Scuola di Architettura e Design, Università di Camerino, 63100 Ascoli Piceno, Italy.
Departamento de Física Aplicada, Universidad de Extremadura, 06006 Badajoz, Spain.
Molecules. 2021 Mar 15;26(6):1636. doi: 10.3390/molecules26061636.
An artificial neural network model is proposed for the surface tension of liquid organic fatty acids covering a wide temperature range.

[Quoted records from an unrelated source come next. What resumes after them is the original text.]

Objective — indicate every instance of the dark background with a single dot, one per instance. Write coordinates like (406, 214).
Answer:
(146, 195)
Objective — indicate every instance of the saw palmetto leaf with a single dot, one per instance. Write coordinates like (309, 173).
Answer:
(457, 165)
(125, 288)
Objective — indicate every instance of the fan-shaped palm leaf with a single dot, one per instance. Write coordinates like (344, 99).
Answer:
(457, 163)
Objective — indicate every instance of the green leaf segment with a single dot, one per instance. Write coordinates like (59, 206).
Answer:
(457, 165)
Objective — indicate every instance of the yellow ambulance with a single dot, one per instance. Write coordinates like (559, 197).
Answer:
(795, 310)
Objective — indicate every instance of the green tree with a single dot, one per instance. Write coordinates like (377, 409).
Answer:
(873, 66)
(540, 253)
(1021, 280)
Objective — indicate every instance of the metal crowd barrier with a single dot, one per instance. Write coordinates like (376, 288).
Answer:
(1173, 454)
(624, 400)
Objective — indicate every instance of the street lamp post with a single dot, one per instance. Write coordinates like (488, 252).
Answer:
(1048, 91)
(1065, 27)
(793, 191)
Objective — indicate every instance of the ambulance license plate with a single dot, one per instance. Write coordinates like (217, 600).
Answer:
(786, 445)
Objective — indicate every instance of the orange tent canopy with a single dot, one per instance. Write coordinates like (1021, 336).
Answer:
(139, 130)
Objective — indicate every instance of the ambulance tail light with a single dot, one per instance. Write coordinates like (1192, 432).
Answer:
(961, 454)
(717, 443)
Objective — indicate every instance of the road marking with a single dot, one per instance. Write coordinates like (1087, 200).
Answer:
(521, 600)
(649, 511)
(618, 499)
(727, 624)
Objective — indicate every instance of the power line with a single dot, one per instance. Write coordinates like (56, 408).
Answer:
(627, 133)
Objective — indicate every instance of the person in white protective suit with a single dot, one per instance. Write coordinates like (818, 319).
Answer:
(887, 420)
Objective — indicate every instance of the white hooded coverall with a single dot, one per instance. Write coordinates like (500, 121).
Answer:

A set of 2051 data collected for 98 acids (including carboxylic, aliphatic, and polyfunctional) was considered for the training, testing, and prediction of the resulting network model. Different architectures were explored, with the final choice giving the best results, in which the input layer has the reduced temperature (temperature divided by the critical point temperature), boiling temperature, and acentric factor as an independent variable, a 41-neuron hidden layer, and an output layer consisting of one neuron. The overall absolute percentage deviation is 1.33%, and the maximum percentage deviation is 14.53%. These results constitute a major improvement over the accuracy obtained using corresponding-states correlations from the literature.
提出了一种用于涵盖宽温度范围的液体有机脂肪酸表面张力的人工神经网络模型。为了训练、测试和预测所得网络模型,考虑了 98 种酸(包括羧酸、脂肪族和多功能酸)的 2051 组数据。探索了不同的架构,最终选择了给出最佳结果的架构,其中输入层的独立变量为缩减温度(温度除以临界点温度)、沸点和偏心因子,隐藏层有 41 个神经元,输出层只有一个神经元。整体绝对百分比偏差为 1.33%,最大百分比偏差为 14.53%。与文献中相应状态相关性获得的精度相比,这些结果是一个重大改进。